Xia Xingcheng giyindikten sonra odadan çıktığında, Yang Youming ve Dong Dong’un yemek masasında karşılıklı kahvaltı ettiklerini gördü.
Dong Dong onu görür görmez başını kaldırdı ve “Günaydın amca!” diye bağırdı.
Xia Xingcheng son zamanlarda son derece meşgul olduğu için Dong Dong’la oynayacak vakti olmamıştı. Tüm zaman boyunca onunla ilgilenen Yang Youming’di. Bugün Dong Dong’a yakından bakma fırsatı buldu ve onun gerçekten çok büyüdüğünü fark etti. Hem Xia Ye’ye hem de Fang Ying’e benziyordu ama görünüşünde Xia Xingcheng’in gölgesi de vardı. Bu güzel çocuk gerçekten de Xia ailesinin mükemmel genlerini miras almıştı.
Dong Dong her zaman olduğu gibi usluydu. Biraz utangaçtı ve konuşmayı pek sevmezdi. Xia Xingcheng’i selamladıktan sonra başını eğdi ve buharda pişmiş çöreğini yemeye devam etti.

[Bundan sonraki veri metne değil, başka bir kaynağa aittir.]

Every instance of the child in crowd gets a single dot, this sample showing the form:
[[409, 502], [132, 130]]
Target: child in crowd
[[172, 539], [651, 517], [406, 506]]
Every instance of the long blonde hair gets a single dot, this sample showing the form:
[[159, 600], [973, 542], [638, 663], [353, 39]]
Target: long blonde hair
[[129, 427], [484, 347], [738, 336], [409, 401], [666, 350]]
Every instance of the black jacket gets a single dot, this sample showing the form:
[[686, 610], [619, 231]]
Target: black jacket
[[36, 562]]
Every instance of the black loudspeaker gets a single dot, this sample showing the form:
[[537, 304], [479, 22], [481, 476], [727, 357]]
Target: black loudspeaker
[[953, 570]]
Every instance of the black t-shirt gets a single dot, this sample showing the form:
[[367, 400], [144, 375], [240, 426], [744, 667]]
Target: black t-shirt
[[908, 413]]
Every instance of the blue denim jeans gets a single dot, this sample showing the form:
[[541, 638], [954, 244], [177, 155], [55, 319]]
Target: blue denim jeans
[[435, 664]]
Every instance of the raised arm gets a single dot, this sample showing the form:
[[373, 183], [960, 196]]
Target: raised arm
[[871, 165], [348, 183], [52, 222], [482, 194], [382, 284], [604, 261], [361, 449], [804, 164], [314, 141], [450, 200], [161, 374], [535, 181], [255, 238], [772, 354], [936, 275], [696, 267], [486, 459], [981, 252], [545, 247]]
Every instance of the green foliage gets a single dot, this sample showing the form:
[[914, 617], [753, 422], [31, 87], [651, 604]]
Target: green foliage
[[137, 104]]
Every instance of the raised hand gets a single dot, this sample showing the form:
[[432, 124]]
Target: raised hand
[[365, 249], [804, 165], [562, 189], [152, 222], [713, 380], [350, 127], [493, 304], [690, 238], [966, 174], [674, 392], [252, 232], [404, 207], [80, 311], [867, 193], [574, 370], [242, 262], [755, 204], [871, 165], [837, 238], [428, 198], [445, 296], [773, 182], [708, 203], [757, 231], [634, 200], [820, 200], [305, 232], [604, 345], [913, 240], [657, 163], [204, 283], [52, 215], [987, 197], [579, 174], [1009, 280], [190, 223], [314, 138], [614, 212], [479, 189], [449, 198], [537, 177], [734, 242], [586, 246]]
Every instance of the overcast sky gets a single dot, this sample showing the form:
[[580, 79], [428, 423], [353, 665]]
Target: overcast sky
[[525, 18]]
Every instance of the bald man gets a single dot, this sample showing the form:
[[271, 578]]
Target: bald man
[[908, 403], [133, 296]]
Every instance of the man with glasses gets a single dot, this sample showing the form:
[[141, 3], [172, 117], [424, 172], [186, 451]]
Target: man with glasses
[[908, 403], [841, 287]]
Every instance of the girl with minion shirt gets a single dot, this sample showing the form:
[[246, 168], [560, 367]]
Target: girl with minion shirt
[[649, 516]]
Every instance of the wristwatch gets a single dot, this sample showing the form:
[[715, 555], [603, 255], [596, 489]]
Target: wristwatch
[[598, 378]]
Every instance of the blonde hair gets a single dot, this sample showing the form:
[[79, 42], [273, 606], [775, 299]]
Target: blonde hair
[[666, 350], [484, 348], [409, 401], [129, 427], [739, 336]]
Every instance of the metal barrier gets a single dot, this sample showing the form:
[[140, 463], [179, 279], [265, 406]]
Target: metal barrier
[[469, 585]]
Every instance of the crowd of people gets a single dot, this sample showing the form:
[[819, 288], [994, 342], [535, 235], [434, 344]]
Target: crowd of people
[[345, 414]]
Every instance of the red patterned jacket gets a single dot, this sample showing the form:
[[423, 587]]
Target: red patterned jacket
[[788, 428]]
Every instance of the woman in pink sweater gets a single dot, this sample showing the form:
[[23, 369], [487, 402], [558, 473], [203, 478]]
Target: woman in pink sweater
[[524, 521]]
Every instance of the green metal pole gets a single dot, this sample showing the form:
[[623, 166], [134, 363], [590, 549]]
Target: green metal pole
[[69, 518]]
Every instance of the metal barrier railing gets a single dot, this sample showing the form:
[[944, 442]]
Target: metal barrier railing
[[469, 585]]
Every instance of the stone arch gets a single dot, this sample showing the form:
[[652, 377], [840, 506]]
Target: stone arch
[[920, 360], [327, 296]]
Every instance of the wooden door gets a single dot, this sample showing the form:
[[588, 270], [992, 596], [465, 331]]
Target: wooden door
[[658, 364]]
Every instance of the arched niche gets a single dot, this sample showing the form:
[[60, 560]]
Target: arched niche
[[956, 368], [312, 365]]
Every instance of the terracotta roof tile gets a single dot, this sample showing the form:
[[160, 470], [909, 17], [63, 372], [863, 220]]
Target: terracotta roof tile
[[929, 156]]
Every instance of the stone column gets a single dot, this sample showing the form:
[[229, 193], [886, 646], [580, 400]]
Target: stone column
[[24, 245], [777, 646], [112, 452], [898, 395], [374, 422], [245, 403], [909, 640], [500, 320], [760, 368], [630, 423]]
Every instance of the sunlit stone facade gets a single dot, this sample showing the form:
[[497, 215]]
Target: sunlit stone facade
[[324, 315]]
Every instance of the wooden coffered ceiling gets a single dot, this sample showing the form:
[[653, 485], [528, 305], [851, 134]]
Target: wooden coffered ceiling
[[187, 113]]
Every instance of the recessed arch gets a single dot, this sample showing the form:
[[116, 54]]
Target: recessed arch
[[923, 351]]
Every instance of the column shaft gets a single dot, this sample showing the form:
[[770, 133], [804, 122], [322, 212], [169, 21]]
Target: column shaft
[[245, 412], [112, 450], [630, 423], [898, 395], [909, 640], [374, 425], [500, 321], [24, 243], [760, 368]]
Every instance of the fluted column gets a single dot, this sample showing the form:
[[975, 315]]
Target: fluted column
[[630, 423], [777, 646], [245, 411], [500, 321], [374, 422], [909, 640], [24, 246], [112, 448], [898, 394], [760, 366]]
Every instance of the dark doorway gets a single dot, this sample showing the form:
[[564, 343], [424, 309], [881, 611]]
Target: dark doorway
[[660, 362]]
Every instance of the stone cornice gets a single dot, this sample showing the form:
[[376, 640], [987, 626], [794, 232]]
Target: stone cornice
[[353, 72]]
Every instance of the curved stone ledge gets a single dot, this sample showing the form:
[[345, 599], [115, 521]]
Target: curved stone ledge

Yang Youming kahvaltı için buharda pişmiş çörekleri kendisi yapmıştı ve bu Dong Dong için özel bir ikramdı. Evde sadece ikisi varken, kahvaltı genellikle erişte, arada bir de kahve ve çeşitlilik olsun diye ekmekle geçiştirilirdi.
Yang Youming, Xia Xingcheng’i selamlamak için ayağa kalktı, “Elini yüzünü yıkadın mı? Gel de kahvaltı yap.” Ardından Xia Xingcheng için bir kâse ve yemek çubukları almak üzere mutfağa gitti.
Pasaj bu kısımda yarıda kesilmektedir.